MH as a Markov chain

Outline

Topics

  • Homogeneous Markov chains
  • Transition kernel
  • Initial distribution
  • MH as a Markov chain

Rationale

Why is the MH ratio defined as \(\gamma(x')/\gamma(x)\)?

If we modified the MH ratio, would MCMC still “work”?

Recall: by “MCMC still work” we mean “MCMC still be consistent” i.e. enjoy a law of large numbers.

Markov chain definitions

To answer the question above:

  • we need to study in more details law of large numbers for Markov chains.
  • We will need a some concepts related to Markov chains

Recall: the random variables \(X^{(1)}, X^{(2)}, \dots\) are called a Markov chain if they admit the following “chain” graphical model.

Note: today we will assume the state space is discrete, we’ll relax this soon.

Definition: let \(K_m(x' | x) = \mathbb{P}(X^{(m+1)} = x' | X^{(m)}= x)\). We call \(K_m\) the transition kernel (for the \(m\)-th step).
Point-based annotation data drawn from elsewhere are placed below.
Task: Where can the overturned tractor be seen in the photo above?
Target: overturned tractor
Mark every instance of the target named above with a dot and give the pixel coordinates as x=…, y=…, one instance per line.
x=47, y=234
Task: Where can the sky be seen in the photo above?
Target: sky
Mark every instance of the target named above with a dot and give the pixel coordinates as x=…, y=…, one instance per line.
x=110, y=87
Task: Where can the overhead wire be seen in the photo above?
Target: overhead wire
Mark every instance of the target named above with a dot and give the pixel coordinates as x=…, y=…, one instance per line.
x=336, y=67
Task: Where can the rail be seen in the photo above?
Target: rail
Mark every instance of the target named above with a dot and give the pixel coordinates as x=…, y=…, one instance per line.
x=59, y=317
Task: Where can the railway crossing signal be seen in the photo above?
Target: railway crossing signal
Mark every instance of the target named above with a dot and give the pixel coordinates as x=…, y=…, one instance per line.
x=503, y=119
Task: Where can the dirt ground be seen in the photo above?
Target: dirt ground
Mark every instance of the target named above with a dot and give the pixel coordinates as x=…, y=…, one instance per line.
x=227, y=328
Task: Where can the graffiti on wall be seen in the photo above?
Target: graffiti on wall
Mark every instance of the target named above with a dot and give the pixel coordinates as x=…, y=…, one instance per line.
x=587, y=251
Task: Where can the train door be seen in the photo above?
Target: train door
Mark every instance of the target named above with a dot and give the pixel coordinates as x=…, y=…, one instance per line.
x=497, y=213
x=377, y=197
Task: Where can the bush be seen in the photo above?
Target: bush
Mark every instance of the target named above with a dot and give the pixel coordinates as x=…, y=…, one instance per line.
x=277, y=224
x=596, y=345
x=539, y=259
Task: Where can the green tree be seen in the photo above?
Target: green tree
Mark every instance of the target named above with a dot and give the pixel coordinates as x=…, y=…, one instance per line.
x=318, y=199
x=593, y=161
Definition: if all the transition kernels are equal, \(K_m = K\) for some \(K\), we say the Markov chain is homogeneous.

Definition: the marginal distribution of the first state, \(X^{(1)}\) is called the initial distribution.

The MH algorithm as a Markov chain

Recall MH involves:

  • a proposal \(q(x'|x)\)
  • a MH ratio \(r(x, x') = \gamma(x') / \gamma(x)\), and
  • an acceptance probability \(\alpha(x, x') = \min(1, r(x, x'))\).

Question: write the transition kernel \(K(x' | x)\), assuming \(x \neq x'\).